Starting Oct. 14, the Stanford Graduate School of Business (GSB) will launch its first massive open online course (MOOC) called The Finance of Retirement and Pensions.
The free public course, to be taught by professor of finance Joshua Rauh, is part of the GSB’s overall strategy to use technology to enhance the teaching and learning experience on campus, as well as have a larger global impact.
“We definitely view this inaugural MOOC as a testing ground for us, and so wanted to push the boundaries of what a MOOC could do by enriching the ways in which participants can engage with one another and with faculty member Joshua Rauh,” said Garth Saloner, dean of the GSB, in an email statement to The Daily.
The GSB has previously implemented its technology-driven plan in its use of the flipped classroom model, where students are expected to learn basic material outside of class time and then practice and apply their knowledge in the classroom.
Students in the new eight-week online course will “learn the financial concepts behind sound retirement plan investment and pension fund management,” according to the class website.
“If you’re in the workforce now and you’re thinking that you need a long term financial plan for retirement, then the tools in this course are going to be really useful for you,” Rauh said in the introductory course video.

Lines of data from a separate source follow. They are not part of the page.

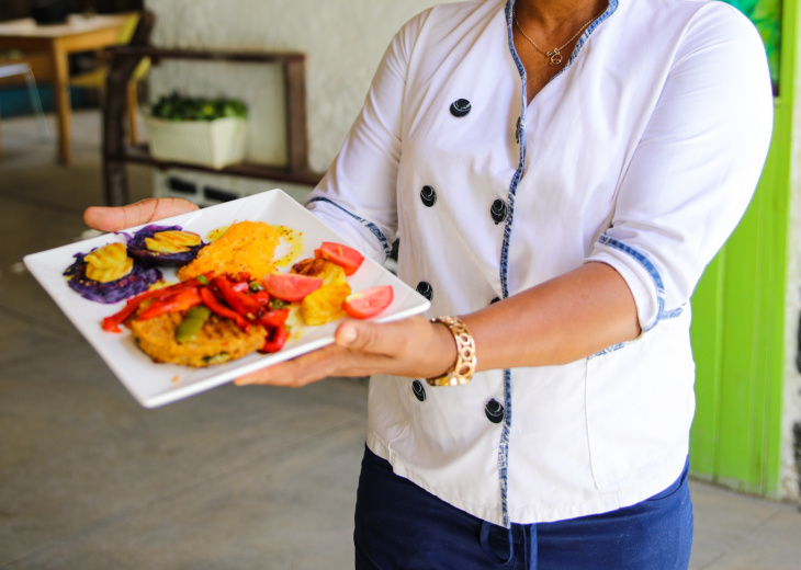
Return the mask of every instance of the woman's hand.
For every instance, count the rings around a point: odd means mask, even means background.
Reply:
[[[195,209],[196,205],[183,198],[145,198],[127,206],[89,207],[83,213],[83,221],[101,231],[119,231]]]
[[[430,378],[444,374],[454,362],[451,332],[424,317],[387,323],[347,320],[337,328],[330,346],[242,376],[236,384],[300,387],[328,376],[373,374]]]

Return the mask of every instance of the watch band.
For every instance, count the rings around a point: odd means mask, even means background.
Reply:
[[[467,326],[459,317],[436,317],[431,322],[441,322],[451,331],[456,342],[456,362],[447,374],[438,378],[426,378],[430,386],[460,386],[467,384],[475,372],[475,341]]]

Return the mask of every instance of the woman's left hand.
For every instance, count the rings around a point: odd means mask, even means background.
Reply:
[[[456,345],[449,329],[424,317],[387,323],[346,320],[337,328],[334,344],[242,376],[235,384],[300,387],[329,376],[373,374],[431,378],[444,374],[455,361]]]

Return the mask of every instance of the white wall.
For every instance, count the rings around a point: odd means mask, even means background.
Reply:
[[[309,166],[324,172],[361,109],[394,33],[438,0],[146,0],[161,47],[307,54]],[[284,163],[283,92],[275,66],[165,61],[151,99],[172,90],[229,95],[250,107],[250,159]],[[241,180],[230,184],[242,186]]]

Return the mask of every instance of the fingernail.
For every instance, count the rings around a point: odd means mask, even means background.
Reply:
[[[351,344],[356,341],[356,329],[353,327],[346,327],[339,334],[339,340],[345,344]]]

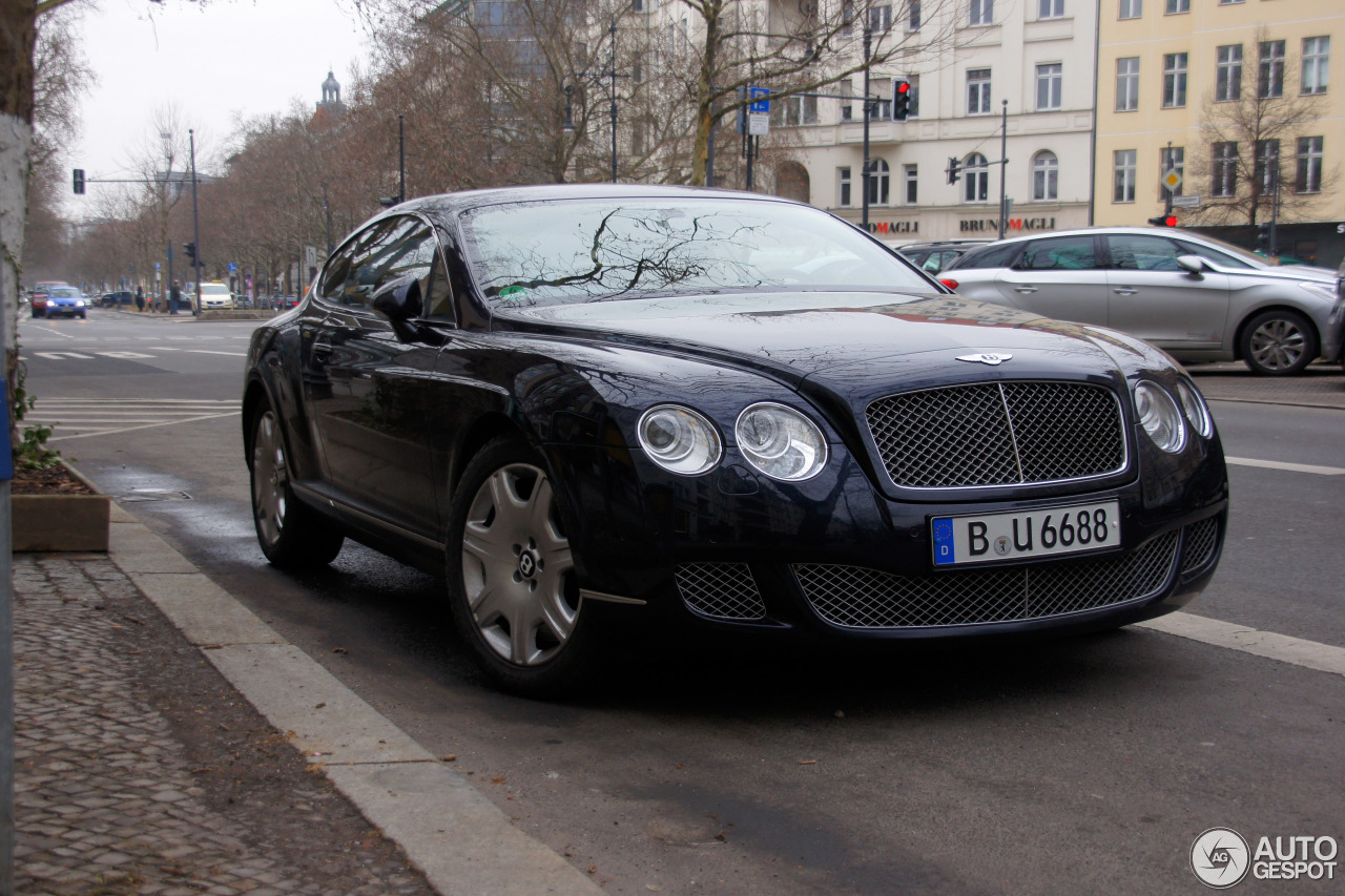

Rauh’s class expects its students to spend between four to six hours a week on the course and will present statements of accomplishments when students perform satisfactorily and upon completion of the course.
In January, the class will culminate in an interactive symposium about the challenges of the U.S. pension system featuring MOOC students presenting ideas for pension reform to a panel of distinguished faculty and experts. The expenses for this symposium will be covered by the GSB in collaboration with the Hoover Institution.
The MOOC will be hosted on the NovoEd online learning platform. The course’s design execution was done with the help of the GSB’s 15-person academic technology team, led by Ranga Jayaraman, the GSB’s chief information officer.
“The primary reason for choosing NovoEd is that it provides a number of facilities or capabilities in order to support a group of people coming together, and working on problems or projects in a collaborative way,” Jayaraman said.
The instructional course videos were created by using the GSB’s in-house video production facilities, which are open to use for the school’s faculty.
Jayaraman explained that in addition to the recorded components of the course, there will be a live news-style webcast of Rauh and other experts in the field of finance.
“Other faculty members have expressed interest in the MOOC format, but we do not have a schedule as of yet,” Saloner said.
Aside from the MOOC course, the GSB is employing other distance education technologies for a certificate program in innovation and entrepreneurship called Stanford Ignite.
This nine-week certificate program was launched in Bangalore, India, and Paris, France. Additionally, the GSB, in collaboration with the Stanford School of Engineering, is offering a joint online certificate program in Innovation and Entrepreneurship, which is open to “anyone anywhere in the world,” Saloner said.